Assuming that immunotherapies in MS exert anti-inflammatory effects also in the gastrointestinal tract, the intestinal microbiota (as indicated by Storm-Larsen et al. for dimethylfumarate (27)) and subsequently intestinal SCFA production might be affected as well. Hence, the lack of a significant difference between RRMS patients and controls with regard to fecal SCFA concentrations in this study might also be explained by a drug effect.
Despite the lack of a statistical significance, we observed descriptively lower fecal SCFA concentrations in RRMS patients compared to controls, especially for butyrate. This descriptive finding is in line with the few studies investigating SCFA in MS: Park et al. showed, that SCFA blood concentrations were reduced in MS patients (14). A Chinese study reported reduced fecal SCFA concentrations in MS patients (13). An altered intestinal microbiota has been reported in MS patients as well (22–24). Moreover, the highly significant correlation of fecal SCFA concentrations with age in controls, but not in patients, endorses the assumption that either MS or MS therapeutics affect gut microbiota metabolism.
Recently, the potential clinical relevance of SCFA in MS has been investigated in a clinical trial (6): Duscha et al. reported an enhancement of Treg differentiation, reduced autoinflammation and improvements in the clinical course of MS after oral administration of propionate (6). It is important to note that orally administered SCFA are absorbed to a great extent in the small intestine. SCFA produced by the gut microbiota in the colon mainly exert local effects and are unlikely to affect systemic SCFA concentrations as effective as an oral supplementation.
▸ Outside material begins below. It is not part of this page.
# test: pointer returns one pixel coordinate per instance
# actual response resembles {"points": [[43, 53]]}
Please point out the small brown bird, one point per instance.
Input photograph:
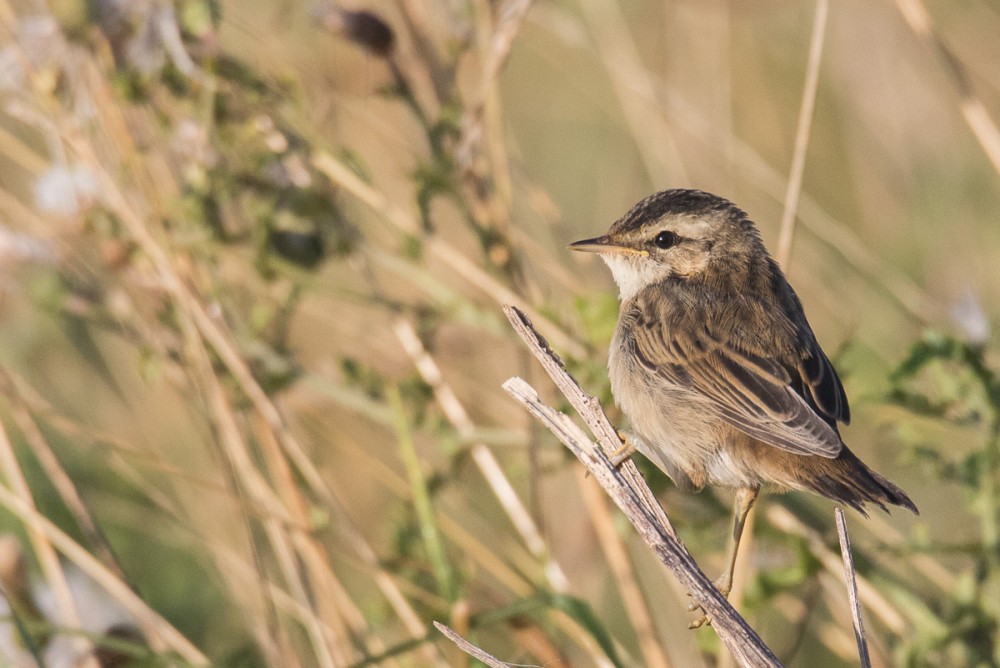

We are not able to draw conclusions concerning fecal calprotectin and SCFA concentrations in drug-naïve MS patients as the vast majority of our RRMS cohort was under immunotherapy. As the investigated RRMS patients were under different treatment regimes, we also analyzed subgroups of RRMS patients defined by the therapeutic regime. Yet, the number of subjects per subgroup was rather small and the study population was not treated with the full spectrum of available MS therapies. Large-scale longitudinal studies, including drug-naïve MS patients are necessary to distinguish between disease-immanent and therapeutic effects on intestinal inflammation, intestinal microbiota and microbial products, like SCFA, in MS. Another interesting topic for future investigations is the role of (subclinical) intestinal inflammation as a trigger for relapse in MS
An unexpected finding of our study was the marked sex-associated difference in SCFA concentration between women and men with significantly lower SCFA concentrations in female subjects. Sex-specific differences have been described for the intestinal microbiota previously (25). Fecal SCFA concentrations have already been subject of clinical studies in different fields, e.g. anorexia (29), obesity, diabetes mellitus and cardiometabolic disease (30). Yet, none of these studies reported sex-specific differences for fecal SCFA concentrations. It might well be that this aspect was not explicitly analyzed in these studies.
Jakobsdottir and colleagues reported sex-specific differences of blood SCFA concentrations (with lower SCFA concentrations in female subjects) in a study comparing patients with microscopic colitis and celiac disease (26). Another study did not find sex-specific differences when analyzing blood SCFA concentrations (27). As already mentioned, blood and fecal SCFA concentrations are not directly comparable.
In addition, potential confounding factors such as dietary habits, need also to be investigated. Patients and controls in this study were matched in terms of age, but there was a male predominance in the control group, which represents a potential confounder.
Taken together, the known female predominance in MS and the known immunomodulatory effects of SCFA warrant further studies in this field. One might hypothesize that low concentrations of SCFA represent an additional risk factor for MS and might contribute to the higher susceptibility of women compared to men in MS. As the observed sex-specific difference in SCFA concentrations was independent from MS, also studies in other conditions that investigate microbiota and microbial products should consider sex as a potential confounder.